Fosfomycin is another old broad-spectrum antibiotic that inhibits bacterial cell wall synthesis and has in vitro activity against CRE [12, 55]. The oral formulation achieves high concentrations in the urine and is usually effective in the treatment of non-complicated UTIs [56]. The IV formulation (fosfomycin disodium) is not available in the US and other countries, although it has been used successfully in Greece, mostly as an adjuvant drug in combination therapies [57]. For example, a study of 11 critically ill patients with nosocomial infections caused by KPC K. pneumoniae were treated with IV fosfomycin (2 to 4 g every 6 hours) in combination with colistin (n = 6), gentamicin (n = 3), and piperacillin/tazobactam (n = 1). All patients were reported to have good treatment-related microbiological and clinical outcomes, while the all-cause hospital mortality was 18.2% (two patients) [34]. The emergence of resistance to fosfomycin during therapy for bacteremia with KPC K. pneumoniae has been reported and is especially concerning since fosfomycin was used as an adjunct in combination therapy in these cases [58]. Recently, parenteral fosfomycin administered in combination with colistin or tigecycline was studied in a prospective observational multicenter trial in 11 ICUs in Europe. In total, 41 patients with bacteremia or ventilator-associated pneumonia caused by carbapenemase-producing K. pneumoniae were treated with a median dose of 24 g of fosfomycin per day for a total of 14 days. Microbiological cure was reported in 56.5% of cases, with an all-cause 28-day mortality of 43.5% and emergence of resistance in three patients [35].
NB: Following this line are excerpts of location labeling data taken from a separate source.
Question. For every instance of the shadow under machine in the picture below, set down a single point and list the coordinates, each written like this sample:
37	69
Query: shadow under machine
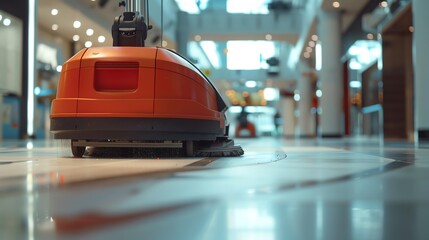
142	97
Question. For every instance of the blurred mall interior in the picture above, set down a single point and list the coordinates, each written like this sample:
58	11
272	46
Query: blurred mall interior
326	97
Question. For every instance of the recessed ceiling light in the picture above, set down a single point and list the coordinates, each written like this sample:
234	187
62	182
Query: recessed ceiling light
101	39
76	38
307	55
76	24
336	4
314	37
89	31
7	22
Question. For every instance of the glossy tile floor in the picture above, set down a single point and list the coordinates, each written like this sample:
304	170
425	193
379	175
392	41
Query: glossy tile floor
280	189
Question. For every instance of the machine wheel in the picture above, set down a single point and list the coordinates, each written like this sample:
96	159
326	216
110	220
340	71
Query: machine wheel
189	148
77	151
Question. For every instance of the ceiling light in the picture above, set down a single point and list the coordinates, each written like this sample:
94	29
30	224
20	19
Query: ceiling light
76	38
76	24
314	37
101	39
89	32
307	55
7	22
250	84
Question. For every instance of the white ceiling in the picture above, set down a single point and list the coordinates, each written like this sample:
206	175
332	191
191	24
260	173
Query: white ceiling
66	16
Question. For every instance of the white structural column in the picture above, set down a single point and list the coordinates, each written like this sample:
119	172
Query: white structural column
330	75
421	71
287	111
305	127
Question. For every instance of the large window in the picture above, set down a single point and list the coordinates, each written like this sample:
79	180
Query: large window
249	55
247	6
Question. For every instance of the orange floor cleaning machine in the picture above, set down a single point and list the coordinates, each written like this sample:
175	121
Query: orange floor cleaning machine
132	96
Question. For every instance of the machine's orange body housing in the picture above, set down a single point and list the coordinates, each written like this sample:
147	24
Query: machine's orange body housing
135	93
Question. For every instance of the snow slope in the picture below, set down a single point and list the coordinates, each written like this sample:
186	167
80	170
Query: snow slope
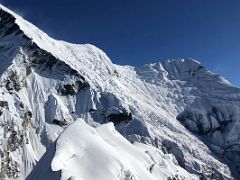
181	113
103	153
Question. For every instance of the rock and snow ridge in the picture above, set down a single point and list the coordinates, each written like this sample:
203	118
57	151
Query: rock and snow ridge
182	120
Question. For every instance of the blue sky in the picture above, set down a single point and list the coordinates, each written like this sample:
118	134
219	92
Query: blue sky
137	32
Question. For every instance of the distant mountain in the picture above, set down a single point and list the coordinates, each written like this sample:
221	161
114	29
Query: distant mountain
68	112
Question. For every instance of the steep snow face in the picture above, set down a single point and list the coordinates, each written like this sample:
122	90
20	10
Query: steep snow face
176	106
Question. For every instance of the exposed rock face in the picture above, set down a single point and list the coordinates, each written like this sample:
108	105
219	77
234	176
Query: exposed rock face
178	106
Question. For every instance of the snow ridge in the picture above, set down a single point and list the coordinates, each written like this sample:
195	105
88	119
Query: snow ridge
181	119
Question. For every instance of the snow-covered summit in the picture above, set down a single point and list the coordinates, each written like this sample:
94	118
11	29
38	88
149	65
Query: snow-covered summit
180	117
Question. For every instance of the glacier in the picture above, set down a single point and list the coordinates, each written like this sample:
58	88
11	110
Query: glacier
68	112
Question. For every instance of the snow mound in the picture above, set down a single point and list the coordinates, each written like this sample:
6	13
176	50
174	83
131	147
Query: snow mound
83	152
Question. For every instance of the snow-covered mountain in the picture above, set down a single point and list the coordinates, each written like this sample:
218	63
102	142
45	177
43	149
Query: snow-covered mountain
60	104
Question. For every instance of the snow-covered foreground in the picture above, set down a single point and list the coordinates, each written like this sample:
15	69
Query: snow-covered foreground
176	118
85	153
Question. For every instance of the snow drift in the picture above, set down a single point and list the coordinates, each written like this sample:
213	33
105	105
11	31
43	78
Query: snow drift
185	117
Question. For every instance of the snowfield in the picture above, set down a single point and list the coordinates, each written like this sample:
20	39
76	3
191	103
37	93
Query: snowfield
68	112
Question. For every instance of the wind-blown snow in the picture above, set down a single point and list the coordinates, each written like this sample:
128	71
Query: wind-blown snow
175	107
83	152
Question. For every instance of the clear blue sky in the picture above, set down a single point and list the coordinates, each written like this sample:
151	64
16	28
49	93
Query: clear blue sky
137	32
Antimicrobials in development

Several parenteral antimicrobial therapies are currently under investigation for the treatment of multidrug-resistant Gram-negative infections, including CRE. Ceftazidime-avibactam (a new beta-lactamase inhibitor) is active against extended-spectrum beta-lactamase-producing organisms, some resistant Pseudomonas aeruginosa strains, and CRE of the KPC type, but not against metallo-beta-lactamases such as New Delhi metallo-beta-lactamase and verona integron-encoded metallo-beta-lactamase. It is currently undergoing phase 3 studies for complicated UTI and intra-abdominal infections [59]. Ceftaroline-avibactam, entering phase 3 trials, is similarly active against KPC-producing strains, but not against P. aeruginosa or other metallo-beta-lactamase-producing organisms. Neither one of these drugs in development has activity against Acinetobacter species [6, 59]. Imipenem in combination with another novel beta-lactamase inhibitor, MK-7655, appears active in vitro against serine carbapenemase-producing organisms and against P. aeruginosa, but not against metallo-carbapenemase-producing organisms or Acinetobacter baumannii[59]. Plazomycin (ACHN-490), a new aminoglycoside currently in development, has activity against isolate-producing KPC enzymes and does not seem susceptible to the same resistance mechanisms present in older aminoglycosides, although it does not have activity against strains that harbor 16S ribosomal methylases. It has completed phase 2 trials [60]. Biapenem/RPX7009 (Carbavance; Rempex Pharmaceuticals, Inc., San Diego, CA, USA), a carbapenem combined with a novel boronate inhibitor, currently in phase 1 trials, appears active in vitro against KPC-producing organisms and other class A carbapenemases, including resistant Pseudomonas and Acinetobacter strains, although it is not active against class B and D carbapenemases [6, 61]. Eravacycline is a novel tetracycline that is not susceptible to efflux resistance mechanisms or to the protection of the ribosomal target that renders older tetracyclines ineffective. It has in vitro activity against KPC-producing bacteria but not against non-fermenters [62].

Conclusions

None of the antimicrobials currently in development has activity against the entire spectrum of carbapenemase-producing Gram-negative bacteria. The mortality associated with the failure rates from the current salvage therapies highlighted above is disconcerting. The treatment of serious infections with CRE remains an enormous challenge. A concerted global commitment to the intelligent use of antimicrobials, better antibiotic stewardship, the implementation of effective infection control strategies, and the development of more effective therapies are desperately needed.